Does anyone know the best way to configure NIC teaming switchports for HP servers?
Currently we have a problem where servers are connected to the switches in a dual NIC fashion and are teamed. The server transmits out of both interfaces but receives on only 1 interface. This is set-up on the server side.
We have had complaints where if the servers are trying to do a file transfer to another server in the SAME vlan then it runs very slow, however if its to a different vlan its fine. What makes it even more wierd is that if you break the teaming i.e. only 1 NIC active, then its works fine, file transfer rates are normal.
Does anyone know what can be causing this behaviour or if it is at all a networking issue?
how do you have the team configuired? load balancing? active/standy
Do you have an etherchannel configure? if so what is your load balencing config - src - dst mac address, src dst IP aadress?
The team on the servers is configured as load-balancing. I've ben told it transmits out of both NIC's but receives on only one interface.
We have not configured etherchannel on the switch, as each NIC is connected to a different access switch. 1 port per switch.
There is your issue!
In suggest you configure an ether-channel to the server team NIC's - then you will have the benefit of 200mbs or 2gbs connection to that server.
Right now it will not work correctly for you in loadbalencing mode.
Thanks for your answer.
But the reason why we have each NIC on a different switch is for redundancy, if one switch fails the other NIC is still live.
If we connect both NICs to one switch with etherchannel then we no longer have this resiliency.
Ideally the server team want to connect each NIC to a different switch...
OK that's fine - but with that you CANNOT have the NIC's in loadbalencing mode can you, you have to have active/failover.
The sever will have a virutal IP address with a virutal MAC address.
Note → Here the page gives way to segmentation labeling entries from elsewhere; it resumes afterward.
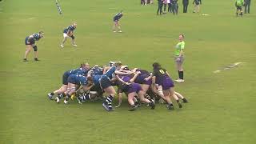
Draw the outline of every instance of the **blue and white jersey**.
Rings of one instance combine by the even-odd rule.
[[[67,34],[69,30],[73,32],[74,30],[75,30],[75,27],[73,25],[71,25],[71,26],[69,26],[67,28],[64,29],[63,33]]]
[[[98,74],[92,76],[93,82],[96,86],[100,86],[99,80],[102,78],[102,75],[98,75]]]
[[[78,69],[74,69],[74,70],[69,70],[69,74],[81,74],[81,75],[83,75],[84,74],[84,70],[82,68],[78,68]]]
[[[31,39],[33,39],[34,41],[38,41],[41,38],[39,34],[34,34],[30,35],[30,38],[33,37]]]
[[[107,70],[104,75],[107,76],[110,79],[112,79],[115,77],[114,71],[116,70],[115,66],[112,66],[109,70]]]
[[[122,17],[122,13],[118,13],[117,14],[115,14],[115,16],[114,17],[114,22],[118,22],[119,21],[119,19]]]
[[[88,84],[88,81],[86,77],[81,75],[81,74],[77,74],[76,75],[76,84],[80,85],[80,86],[86,86]]]
[[[92,75],[102,75],[103,74],[103,69],[99,66],[94,66],[91,70],[94,70]]]

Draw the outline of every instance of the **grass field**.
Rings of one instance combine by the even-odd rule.
[[[157,3],[138,0],[5,0],[0,3],[0,143],[255,143],[256,2],[251,14],[234,16],[234,2],[203,1],[200,14],[156,16]],[[123,33],[111,31],[120,10]],[[210,14],[202,16],[202,14]],[[72,22],[79,46],[59,47]],[[23,62],[24,39],[42,30],[38,62]],[[108,113],[101,102],[66,106],[46,94],[61,86],[64,71],[81,62],[91,66],[120,60],[151,70],[157,61],[177,76],[172,54],[178,34],[186,36],[186,82],[177,91],[190,103],[169,111],[142,107],[128,112],[126,98]],[[234,62],[238,67],[222,70]],[[115,100],[116,103],[116,100]]]

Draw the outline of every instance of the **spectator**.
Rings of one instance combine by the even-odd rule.
[[[182,0],[183,13],[187,12],[187,6],[189,6],[189,0]]]
[[[145,5],[145,0],[141,0],[141,5],[142,5],[142,6]]]
[[[245,14],[250,14],[250,0],[245,0]]]
[[[171,1],[171,11],[173,12],[174,15],[178,14],[178,0],[172,0]]]
[[[158,0],[158,11],[157,11],[157,14],[158,15],[159,12],[160,12],[160,15],[162,15],[162,5],[163,5],[163,2],[162,1],[163,0]]]
[[[168,12],[171,13],[171,1],[172,0],[167,0],[168,3]]]
[[[163,0],[163,14],[166,14],[167,0]]]
[[[193,13],[195,13],[195,12],[199,13],[200,5],[202,5],[202,1],[201,0],[194,0],[193,4],[194,4]]]

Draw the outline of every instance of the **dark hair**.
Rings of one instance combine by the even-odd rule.
[[[152,66],[154,69],[157,69],[157,68],[160,67],[161,65],[158,62],[154,62]]]

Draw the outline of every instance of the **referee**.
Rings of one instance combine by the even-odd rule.
[[[177,82],[184,82],[184,71],[182,68],[182,64],[184,62],[184,48],[185,48],[185,42],[184,42],[184,35],[180,34],[178,36],[179,42],[175,46],[174,52],[174,61],[176,63],[176,67],[178,74],[178,79],[175,80]]]

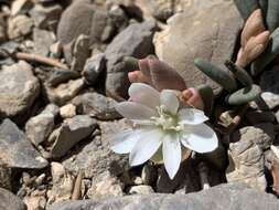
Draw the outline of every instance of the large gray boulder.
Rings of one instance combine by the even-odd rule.
[[[244,185],[221,185],[189,195],[148,195],[107,198],[103,200],[67,201],[49,210],[277,210],[279,201],[272,195]]]
[[[232,0],[192,1],[185,12],[174,14],[167,28],[155,33],[155,54],[189,86],[208,84],[218,93],[219,86],[194,66],[194,59],[202,57],[226,71],[223,63],[232,57],[242,24]]]

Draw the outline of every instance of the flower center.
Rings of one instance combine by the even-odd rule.
[[[161,127],[163,130],[181,132],[183,129],[182,125],[179,124],[178,116],[165,111],[164,106],[158,106],[157,112],[159,116],[151,117],[155,126]]]

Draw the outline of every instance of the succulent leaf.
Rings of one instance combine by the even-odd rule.
[[[202,59],[195,59],[194,63],[198,70],[201,70],[204,74],[206,74],[228,92],[236,91],[237,83],[235,78],[229,75],[229,73]]]
[[[253,85],[250,87],[244,87],[226,97],[226,103],[229,105],[243,105],[256,99],[260,95],[260,87]]]
[[[279,28],[275,30],[264,53],[251,64],[251,75],[258,75],[279,54]]]

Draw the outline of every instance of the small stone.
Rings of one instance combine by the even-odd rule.
[[[272,123],[275,120],[275,114],[272,112],[264,111],[249,111],[246,113],[246,117],[250,124],[256,125],[259,123]]]
[[[72,118],[76,116],[76,106],[73,104],[64,105],[60,108],[60,115],[62,118]]]
[[[29,0],[15,0],[11,6],[11,15],[24,14],[32,7],[32,2]]]
[[[266,190],[264,151],[254,141],[242,140],[229,144],[228,182],[245,182],[261,191]]]
[[[164,168],[158,172],[157,192],[173,193],[180,189],[183,189],[185,193],[201,190],[198,174],[193,170],[191,161],[182,162],[172,180]]]
[[[55,35],[53,32],[35,28],[33,30],[33,40],[35,44],[34,52],[46,56],[50,53],[51,45],[55,42]]]
[[[28,207],[28,210],[41,210],[45,209],[46,199],[44,196],[28,196],[23,199],[24,203]]]
[[[279,106],[279,94],[264,92],[260,96],[270,109]]]
[[[106,60],[104,53],[95,54],[85,63],[84,71],[82,72],[86,82],[94,85],[104,73],[106,67]]]
[[[39,80],[24,61],[0,71],[0,115],[12,117],[26,112],[40,93]]]
[[[140,186],[143,183],[143,181],[142,181],[141,177],[133,177],[133,183],[136,186]]]
[[[74,44],[72,52],[72,64],[71,70],[82,72],[86,62],[86,59],[89,56],[89,36],[81,34]]]
[[[41,114],[30,118],[25,125],[26,136],[35,146],[46,140],[54,129],[54,119],[56,115],[54,111],[51,111],[53,106],[58,108],[53,104],[47,105]]]
[[[98,93],[85,93],[76,96],[72,103],[77,107],[77,112],[101,120],[112,120],[120,118],[115,106],[117,102]]]
[[[49,165],[10,119],[0,124],[0,159],[11,168],[41,169]]]
[[[92,199],[99,199],[108,196],[124,196],[122,183],[108,171],[94,178],[92,183],[92,188],[87,192],[87,196]]]
[[[154,166],[144,165],[141,172],[141,179],[144,185],[152,186],[158,177],[158,172]]]
[[[12,192],[0,188],[0,209],[26,210],[26,206]]]
[[[111,95],[127,96],[130,85],[128,72],[133,71],[122,62],[125,56],[142,59],[153,53],[152,38],[157,24],[154,21],[133,23],[118,33],[105,51],[107,59],[106,90]]]
[[[61,42],[58,41],[58,42],[55,42],[54,44],[52,44],[50,46],[50,52],[51,52],[51,55],[53,57],[56,57],[56,59],[61,57],[61,55],[62,55],[62,44],[61,44]]]
[[[47,191],[47,204],[69,200],[75,177],[68,174],[60,162],[52,162],[51,167],[53,185],[52,189]]]
[[[53,32],[56,31],[61,13],[62,7],[58,3],[52,3],[50,6],[36,3],[30,11],[36,28],[51,30]]]
[[[154,193],[154,190],[151,186],[132,186],[129,189],[129,195],[150,195]]]
[[[258,145],[262,150],[268,149],[275,140],[275,128],[271,123],[246,126],[236,130],[232,135],[232,143],[251,141]]]
[[[243,20],[232,1],[191,1],[189,4],[155,33],[155,54],[176,70],[187,86],[206,84],[217,94],[222,87],[197,70],[194,60],[202,57],[227,71],[224,61],[234,53]]]
[[[31,33],[33,21],[31,18],[20,14],[8,21],[8,35],[9,39],[24,36]]]
[[[64,122],[49,138],[53,143],[51,154],[54,158],[64,156],[79,140],[88,137],[97,122],[87,115],[77,115]]]
[[[84,80],[71,80],[67,83],[62,83],[56,87],[49,87],[46,90],[47,97],[51,102],[63,105],[73,97],[84,87]]]
[[[120,176],[128,170],[128,157],[115,154],[110,149],[114,135],[131,126],[125,119],[115,122],[99,122],[101,135],[95,136],[83,148],[74,150],[76,156],[63,160],[65,168],[74,174],[83,170],[85,178],[90,179],[107,170],[114,176]]]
So how can the traffic pass on both switches using the same virtual IP address and the same virtual MAC address - it just does not work, the switches will keep getting confusing packets on where the traffic should be sent to which port.
Your comments make perfect sense Andrew, so thank you. Before I go back to the server team with these comments i just want to clear a few things.
1, These servers have worked fine the way they are for years, how is this possible?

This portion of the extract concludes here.